A alteração de posições e cargos em Brasília e nos estados ganhou um novo e complexo capítulo nesta sexta-feira (15) com a deflagração da Operação Sem Refino, da Polícia Federal. A investigação mira um suposto esquema de fraudes fiscais em que estariam envolvidos a Refit, antiga Refinaria de Manguinhos e um dos maiores devedores de impostos do país, além de figuras políticas e empresariais. Os holofotes se voltaram, principalmente, para um aliado de peso do senador Ciro Nogueira (PP) e para o ex-governador do Rio de Janeiro, Claudio Castro (PL).

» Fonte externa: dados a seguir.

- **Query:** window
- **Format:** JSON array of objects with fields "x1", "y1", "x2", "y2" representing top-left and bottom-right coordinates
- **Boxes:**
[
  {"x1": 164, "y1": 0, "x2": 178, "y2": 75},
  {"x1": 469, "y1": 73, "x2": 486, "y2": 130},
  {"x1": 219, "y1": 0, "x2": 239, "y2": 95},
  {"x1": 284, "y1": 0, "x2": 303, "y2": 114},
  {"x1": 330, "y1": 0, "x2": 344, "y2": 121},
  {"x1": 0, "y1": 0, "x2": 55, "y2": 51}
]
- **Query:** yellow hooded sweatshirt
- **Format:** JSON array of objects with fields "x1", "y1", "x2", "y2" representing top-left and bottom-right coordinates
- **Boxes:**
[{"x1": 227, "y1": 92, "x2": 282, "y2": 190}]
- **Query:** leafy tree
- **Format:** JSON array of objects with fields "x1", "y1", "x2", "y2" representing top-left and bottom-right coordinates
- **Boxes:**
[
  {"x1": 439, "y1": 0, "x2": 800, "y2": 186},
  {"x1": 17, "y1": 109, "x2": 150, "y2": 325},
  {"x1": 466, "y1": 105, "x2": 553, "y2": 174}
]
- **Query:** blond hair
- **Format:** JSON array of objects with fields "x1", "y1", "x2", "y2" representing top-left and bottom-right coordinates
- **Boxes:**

No centro da investigação está Jonathas Assunção Salvador Nery Castro, que ocupou a segunda posição na Casa Civil durante a gestão de Jair Bolsonaro. Segundo a apuração da PF, ele teria recebido R$ 1,3 milhão da Refit por meio de uma empresa de consultoria, em transações que a corporação classifica como “movimentações atípicas”. Essa quantia, distribuída ao longo de março de 2025, teria passado pela Sary Consultoria e Participações LTDA, empresa da qual Jonathas Castro detém 100% de participação. Valores provenientes da Refit, ROAR INOVAÇÃO, FERA LUBRIFICANTES e FLAGLER, todas apontadas como parte do grupo empresarial de Ricardo Magro – dono da Refit e suposto maior sonegador de impostos do Brasil –, teriam sido rapidamente repassados pela consultoria.

Favorecimento ao Grupo Refit no Rio de Janeiro

A complexidade do caso se estende ao Rio de Janeiro. O ex-governador Claudio Castro é acusado pela PF de ter agido para favorecer o Grupo Refit durante sua gestão. A decisão do ministro Alexandre de Moraes, do Supremo Tribunal Federal (STF), que autorizou a operação, descreve uma “cooptação integral do estado do Rio de Janeiro” para atender a interesses privados. Essa atuação teria culminado na troca de pelo menos um secretário estadual, do procurador-geral do estado e em intervenções para anular interdições que pesavam sobre a refinaria.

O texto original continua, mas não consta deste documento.